Nous dormons quatre heures par nuit grand maximum. J’écris en parallèle de la mission des lettres de recommandation, mon éditeur m’envoie le bon à tirer de mon livre à vérifier. Le roman fleuve ERC continue – avec un réseau intermittent frustrant, au milieu de la nuit avec O. ; et J. qui m’écrit : « I am so thankful » et qu’il se voit grimper les Andes avec des antennes à dos d’âne. À trois heures du matin, les yeux éclatés dans mon duvet, je jette en vrac des phrases dans un fichier : je ne veux pas vivre cette mission à moitié, alors il faut l’épingler avec des mots.
Je suis épuisée.
Orion et la belle Galaxie toutes les nuits, à regarder lors de ma sortie obligée. Le soleil sur le visage le matin des rougeurs.

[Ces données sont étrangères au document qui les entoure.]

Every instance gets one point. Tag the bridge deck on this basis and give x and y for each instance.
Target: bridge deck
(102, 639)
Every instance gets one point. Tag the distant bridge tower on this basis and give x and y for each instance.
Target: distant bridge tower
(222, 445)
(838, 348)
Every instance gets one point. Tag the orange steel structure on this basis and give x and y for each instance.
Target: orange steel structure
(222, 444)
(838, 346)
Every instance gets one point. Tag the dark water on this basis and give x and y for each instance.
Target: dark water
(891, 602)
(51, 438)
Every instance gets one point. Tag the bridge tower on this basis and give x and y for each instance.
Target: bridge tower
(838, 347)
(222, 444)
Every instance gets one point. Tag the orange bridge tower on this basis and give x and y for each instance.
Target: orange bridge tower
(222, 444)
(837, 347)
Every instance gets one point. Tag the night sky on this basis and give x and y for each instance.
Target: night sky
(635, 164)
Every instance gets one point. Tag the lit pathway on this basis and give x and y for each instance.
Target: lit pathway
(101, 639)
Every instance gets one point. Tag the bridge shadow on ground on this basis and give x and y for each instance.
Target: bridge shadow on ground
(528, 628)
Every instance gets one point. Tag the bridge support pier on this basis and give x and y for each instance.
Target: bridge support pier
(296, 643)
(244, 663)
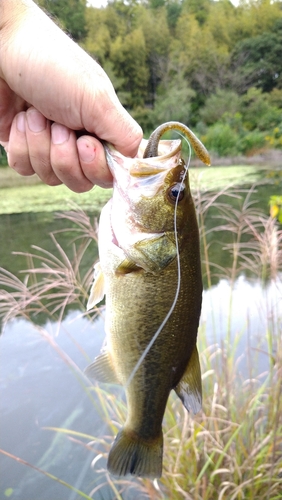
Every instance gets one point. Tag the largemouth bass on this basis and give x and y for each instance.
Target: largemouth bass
(150, 271)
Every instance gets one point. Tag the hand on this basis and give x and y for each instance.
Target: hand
(50, 89)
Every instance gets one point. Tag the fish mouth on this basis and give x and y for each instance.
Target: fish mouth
(145, 175)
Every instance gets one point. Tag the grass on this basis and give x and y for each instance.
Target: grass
(29, 194)
(232, 450)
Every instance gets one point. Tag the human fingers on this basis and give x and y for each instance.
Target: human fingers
(77, 92)
(78, 163)
(17, 148)
(38, 138)
(93, 161)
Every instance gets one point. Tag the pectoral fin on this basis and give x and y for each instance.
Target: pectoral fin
(189, 389)
(127, 266)
(98, 288)
(102, 370)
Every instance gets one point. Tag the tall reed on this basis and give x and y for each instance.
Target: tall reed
(233, 448)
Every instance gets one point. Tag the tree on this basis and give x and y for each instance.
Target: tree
(71, 14)
(129, 57)
(259, 59)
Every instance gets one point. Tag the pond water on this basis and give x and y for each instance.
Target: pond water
(40, 387)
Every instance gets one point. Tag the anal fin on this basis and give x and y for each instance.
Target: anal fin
(98, 288)
(189, 388)
(102, 370)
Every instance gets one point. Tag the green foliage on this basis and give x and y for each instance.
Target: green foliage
(209, 64)
(217, 105)
(174, 103)
(71, 14)
(275, 204)
(260, 59)
(221, 139)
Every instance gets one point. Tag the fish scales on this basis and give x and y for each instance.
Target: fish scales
(138, 272)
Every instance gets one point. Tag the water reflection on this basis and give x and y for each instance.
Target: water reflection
(40, 388)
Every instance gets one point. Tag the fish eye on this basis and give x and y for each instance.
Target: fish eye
(175, 192)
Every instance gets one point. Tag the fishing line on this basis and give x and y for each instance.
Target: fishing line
(154, 338)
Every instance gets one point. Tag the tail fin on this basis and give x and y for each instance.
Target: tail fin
(132, 455)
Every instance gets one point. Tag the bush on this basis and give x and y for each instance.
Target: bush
(222, 140)
(252, 141)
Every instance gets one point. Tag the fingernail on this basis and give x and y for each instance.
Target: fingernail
(36, 121)
(21, 122)
(86, 150)
(59, 133)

Son : Steven Gutheinz, Beyond the Lens, in Beyond the Lens, 2020
Je dis à O. : « Il faut vraiment faire venir les gens ici. On rate la moitié de l’expérience si on ne vient pas. »
La plaine sur laquelle nous débouchons, notre plaine, brille de points noirs parsemés : nos antennes. Au loin, la pente du plateau blanchi de sel ressemble à une bande de nuages, et les montagnes « d’or » (金) et les « petites » (小), merveilleux dragons endormis. Les touffes de végétation en dômes semi-sphériques, derrière lesquels je peux m’abriter pour faire pipi.
Nous allons d’antenne en antenne dans de formidables cahots, et Pf me laisse – après hésitation – visser, dévisser des amplificateurs. Pendant que nous attendons les réponses des collègues enfermés dans le DAQ room qui regardent les données sur les instruments modifiés, je ramasse des cailloux.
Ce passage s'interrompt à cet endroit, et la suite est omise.